Since the host application and plug-in software are very loosely coupled and quite often developed by completely different organizations, it is practically impossible to synchronize the development progress of the two. For example, suppose that a host application is designed to call the function_A() method on all plug-ins that announce their interest in the keyword foobar. Then the host application is modified so that it calls the two methods function_A and function_B on all plugins marked with the same keyword. However, some of the plug-ins may not be maintained, or they simply may not be interested in implementing the new function—it's sufficient to implement just the single function for their purposes.

This may seem to be a problem, but it actually isn't. The host application is going to call the method without checking whether it's available. If the plug-in implements that method, it will execute it. If the method is not implemented and not defined, that's fine—we simply ignore the exception. This technique is called duck typing.

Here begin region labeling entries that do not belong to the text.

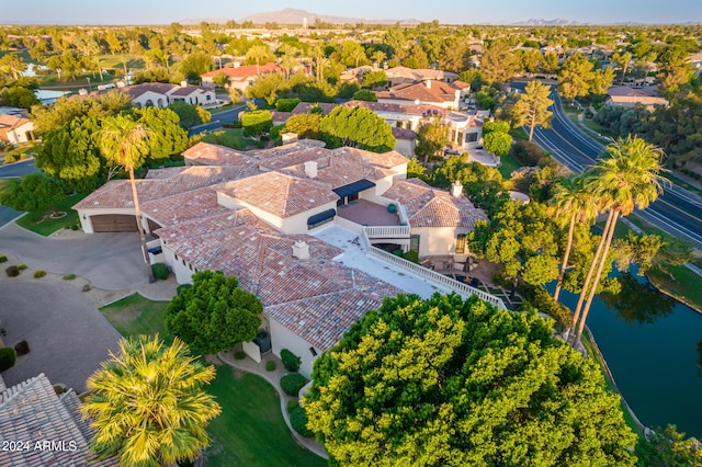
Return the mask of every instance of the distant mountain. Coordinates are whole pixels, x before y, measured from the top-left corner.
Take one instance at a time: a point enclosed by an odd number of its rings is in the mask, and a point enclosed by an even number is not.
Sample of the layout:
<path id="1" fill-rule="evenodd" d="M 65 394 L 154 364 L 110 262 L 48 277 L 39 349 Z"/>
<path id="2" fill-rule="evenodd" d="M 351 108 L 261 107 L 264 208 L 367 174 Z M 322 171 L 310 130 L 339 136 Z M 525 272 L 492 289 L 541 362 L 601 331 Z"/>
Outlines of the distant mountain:
<path id="1" fill-rule="evenodd" d="M 563 18 L 556 18 L 555 20 L 531 19 L 512 24 L 516 26 L 578 26 L 584 23 L 564 20 Z"/>
<path id="2" fill-rule="evenodd" d="M 332 16 L 327 14 L 317 14 L 305 10 L 286 8 L 281 11 L 269 11 L 264 13 L 254 13 L 244 18 L 241 21 L 251 21 L 254 24 L 279 23 L 279 24 L 303 24 L 303 20 L 307 19 L 307 24 L 314 24 L 315 20 L 324 21 L 331 24 L 417 24 L 417 20 L 365 20 L 360 18 Z"/>

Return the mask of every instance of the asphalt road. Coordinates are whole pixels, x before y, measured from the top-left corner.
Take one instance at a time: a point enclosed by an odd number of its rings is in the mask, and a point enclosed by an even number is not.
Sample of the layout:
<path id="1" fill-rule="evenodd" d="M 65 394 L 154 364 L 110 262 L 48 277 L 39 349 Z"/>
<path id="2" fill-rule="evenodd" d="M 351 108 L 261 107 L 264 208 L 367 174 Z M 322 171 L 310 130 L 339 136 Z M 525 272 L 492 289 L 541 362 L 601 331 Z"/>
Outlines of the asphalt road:
<path id="1" fill-rule="evenodd" d="M 523 89 L 524 83 L 514 88 Z M 536 128 L 534 141 L 576 173 L 595 164 L 604 146 L 585 134 L 570 122 L 563 110 L 561 99 L 552 92 L 554 118 L 548 129 Z M 669 186 L 663 195 L 636 215 L 676 237 L 684 238 L 702 249 L 702 197 L 680 186 Z"/>

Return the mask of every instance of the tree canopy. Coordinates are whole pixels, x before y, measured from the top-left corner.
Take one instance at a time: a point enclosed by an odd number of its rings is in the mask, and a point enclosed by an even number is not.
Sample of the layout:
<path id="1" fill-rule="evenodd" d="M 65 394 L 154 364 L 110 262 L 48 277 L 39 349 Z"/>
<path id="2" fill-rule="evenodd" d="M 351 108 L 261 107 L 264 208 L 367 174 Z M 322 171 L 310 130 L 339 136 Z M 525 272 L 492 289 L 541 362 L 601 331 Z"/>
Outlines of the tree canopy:
<path id="1" fill-rule="evenodd" d="M 307 426 L 338 465 L 633 466 L 620 397 L 535 314 L 399 295 L 316 362 Z"/>
<path id="2" fill-rule="evenodd" d="M 256 338 L 261 300 L 222 271 L 199 271 L 192 287 L 181 287 L 166 309 L 166 329 L 194 352 L 217 353 Z"/>

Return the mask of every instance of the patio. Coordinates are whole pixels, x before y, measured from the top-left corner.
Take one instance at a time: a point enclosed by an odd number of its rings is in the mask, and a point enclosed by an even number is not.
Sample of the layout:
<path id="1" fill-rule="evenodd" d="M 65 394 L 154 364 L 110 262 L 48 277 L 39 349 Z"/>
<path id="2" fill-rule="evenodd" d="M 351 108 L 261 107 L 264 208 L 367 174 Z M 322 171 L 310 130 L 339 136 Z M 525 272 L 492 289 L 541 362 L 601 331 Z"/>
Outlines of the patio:
<path id="1" fill-rule="evenodd" d="M 337 207 L 337 216 L 362 226 L 399 226 L 397 213 L 388 213 L 386 206 L 366 200 L 352 201 Z"/>

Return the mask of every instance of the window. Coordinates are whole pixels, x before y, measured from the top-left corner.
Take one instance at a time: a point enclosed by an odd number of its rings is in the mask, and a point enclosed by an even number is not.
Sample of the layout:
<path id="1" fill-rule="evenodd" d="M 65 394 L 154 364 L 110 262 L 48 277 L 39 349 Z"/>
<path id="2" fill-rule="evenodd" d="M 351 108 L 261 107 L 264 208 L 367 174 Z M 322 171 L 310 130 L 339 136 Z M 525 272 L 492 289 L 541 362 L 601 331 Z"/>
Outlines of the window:
<path id="1" fill-rule="evenodd" d="M 419 236 L 412 235 L 409 237 L 409 251 L 419 253 Z"/>

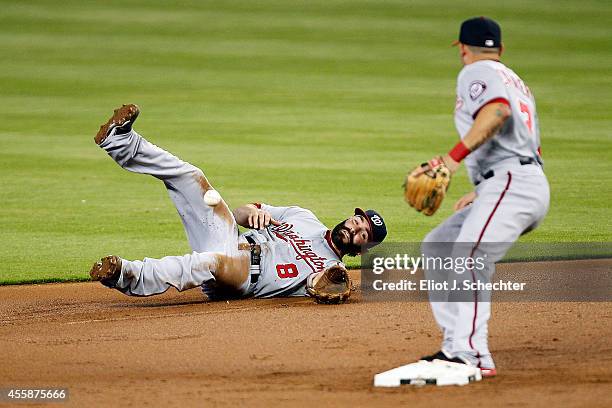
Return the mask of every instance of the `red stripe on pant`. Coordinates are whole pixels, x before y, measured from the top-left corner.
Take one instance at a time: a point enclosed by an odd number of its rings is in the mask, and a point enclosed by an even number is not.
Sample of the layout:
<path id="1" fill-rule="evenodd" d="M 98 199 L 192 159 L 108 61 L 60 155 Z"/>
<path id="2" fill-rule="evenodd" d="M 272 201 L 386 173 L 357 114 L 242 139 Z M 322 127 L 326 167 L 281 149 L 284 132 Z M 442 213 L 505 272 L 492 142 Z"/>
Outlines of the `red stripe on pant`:
<path id="1" fill-rule="evenodd" d="M 472 252 L 470 253 L 470 258 L 474 256 L 474 252 L 476 252 L 478 245 L 480 245 L 480 241 L 482 240 L 482 237 L 484 236 L 484 233 L 487 230 L 487 227 L 491 223 L 491 220 L 493 219 L 493 215 L 495 215 L 495 211 L 497 211 L 499 204 L 501 204 L 501 201 L 504 199 L 504 196 L 506 195 L 506 191 L 508 191 L 508 189 L 510 188 L 511 182 L 512 182 L 512 173 L 508 172 L 508 182 L 506 183 L 506 187 L 504 188 L 501 195 L 499 196 L 499 199 L 497 200 L 495 207 L 493 207 L 493 211 L 491 211 L 491 214 L 489 214 L 489 218 L 487 218 L 487 222 L 485 223 L 484 227 L 482 227 L 482 230 L 480 231 L 480 235 L 478 236 L 478 241 L 476 241 L 476 245 L 474 245 L 474 248 L 472 248 Z M 471 272 L 472 272 L 472 282 L 475 283 L 476 275 L 474 274 L 474 270 L 472 270 Z M 469 340 L 470 347 L 472 348 L 472 350 L 474 350 L 477 353 L 477 356 L 480 358 L 480 353 L 478 352 L 478 350 L 474 348 L 474 344 L 472 343 L 472 338 L 474 337 L 474 333 L 476 332 L 476 317 L 477 316 L 478 316 L 478 291 L 474 292 L 474 318 L 472 319 L 472 332 L 470 333 L 470 337 L 468 340 Z M 478 366 L 480 366 L 480 364 L 478 364 Z"/>

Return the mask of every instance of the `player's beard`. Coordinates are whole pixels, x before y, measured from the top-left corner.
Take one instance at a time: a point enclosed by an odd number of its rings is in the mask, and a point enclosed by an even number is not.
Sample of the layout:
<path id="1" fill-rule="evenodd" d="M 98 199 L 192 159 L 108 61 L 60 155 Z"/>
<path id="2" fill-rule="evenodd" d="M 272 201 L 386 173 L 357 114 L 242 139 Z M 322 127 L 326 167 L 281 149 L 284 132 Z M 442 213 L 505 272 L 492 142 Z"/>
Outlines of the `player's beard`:
<path id="1" fill-rule="evenodd" d="M 332 230 L 332 242 L 343 255 L 346 254 L 349 256 L 357 256 L 359 253 L 361 253 L 361 246 L 353 244 L 353 234 L 351 234 L 351 231 L 344 226 L 345 222 L 346 220 L 342 221 Z M 344 243 L 344 241 L 342 241 L 342 237 L 344 236 L 342 231 L 346 231 L 347 235 L 349 236 L 349 243 Z"/>

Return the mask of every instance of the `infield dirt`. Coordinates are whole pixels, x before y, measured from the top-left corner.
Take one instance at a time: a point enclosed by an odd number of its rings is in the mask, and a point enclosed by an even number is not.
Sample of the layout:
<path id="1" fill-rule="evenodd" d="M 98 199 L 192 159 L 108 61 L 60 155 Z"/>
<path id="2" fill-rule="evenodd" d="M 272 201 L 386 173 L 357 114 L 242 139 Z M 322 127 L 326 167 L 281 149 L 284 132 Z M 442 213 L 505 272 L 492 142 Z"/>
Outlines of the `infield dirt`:
<path id="1" fill-rule="evenodd" d="M 612 406 L 610 303 L 493 304 L 496 378 L 378 389 L 374 374 L 438 349 L 427 303 L 129 298 L 99 283 L 0 299 L 0 387 L 67 387 L 69 406 Z"/>

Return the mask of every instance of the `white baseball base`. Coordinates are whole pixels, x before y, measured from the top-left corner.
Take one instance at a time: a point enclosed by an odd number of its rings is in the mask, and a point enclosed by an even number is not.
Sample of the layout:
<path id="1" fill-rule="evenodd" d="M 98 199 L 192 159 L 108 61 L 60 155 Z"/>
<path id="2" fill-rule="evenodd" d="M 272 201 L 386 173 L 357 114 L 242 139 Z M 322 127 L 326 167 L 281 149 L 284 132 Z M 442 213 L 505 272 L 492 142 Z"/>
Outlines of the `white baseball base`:
<path id="1" fill-rule="evenodd" d="M 399 387 L 411 385 L 466 385 L 472 381 L 482 380 L 478 367 L 466 364 L 434 360 L 419 361 L 397 367 L 374 376 L 375 387 Z"/>

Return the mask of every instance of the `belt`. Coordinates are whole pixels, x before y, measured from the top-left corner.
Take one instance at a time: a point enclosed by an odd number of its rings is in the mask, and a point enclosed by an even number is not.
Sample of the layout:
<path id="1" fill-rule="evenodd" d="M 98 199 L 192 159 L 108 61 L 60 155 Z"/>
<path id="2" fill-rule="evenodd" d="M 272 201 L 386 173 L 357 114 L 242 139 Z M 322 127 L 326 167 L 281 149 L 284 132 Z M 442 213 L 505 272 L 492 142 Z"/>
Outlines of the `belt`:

We'll give the manager class the following new method, which will be responsible for calling the plug-in methods. The main application will call this method with the name of the function that it wants the plug-ins to run. Optionally, it can also pass the list of arguments and keywords. If the keywords are defined, the call will be dispatched only to the plug-ins that are marked with one or more keywords from that list:

def call_method(self, method, args={}, keywords=[]): for plugin in self.plugins:

if not keywords or (set(keywords) & set(self.plugins[plugin])): try:

getattr(plugin, method)(**args) except: pass

Now we can finish writing our host application. Let's replace the print statement that prints the log line structure with the actual call to the plug-in manager call dispatcher method. We'll call the process() method in the main loop and pass in the log line structure as an argument. All plug-ins that implement this method will receive the function call along with the keyword arguments. At the end of the loop, we'll call the report () function. The plug-ins that have anything to report now have an opportunity to do so. If the plug-in is not designed to produce any reports, it will simply ignore the call.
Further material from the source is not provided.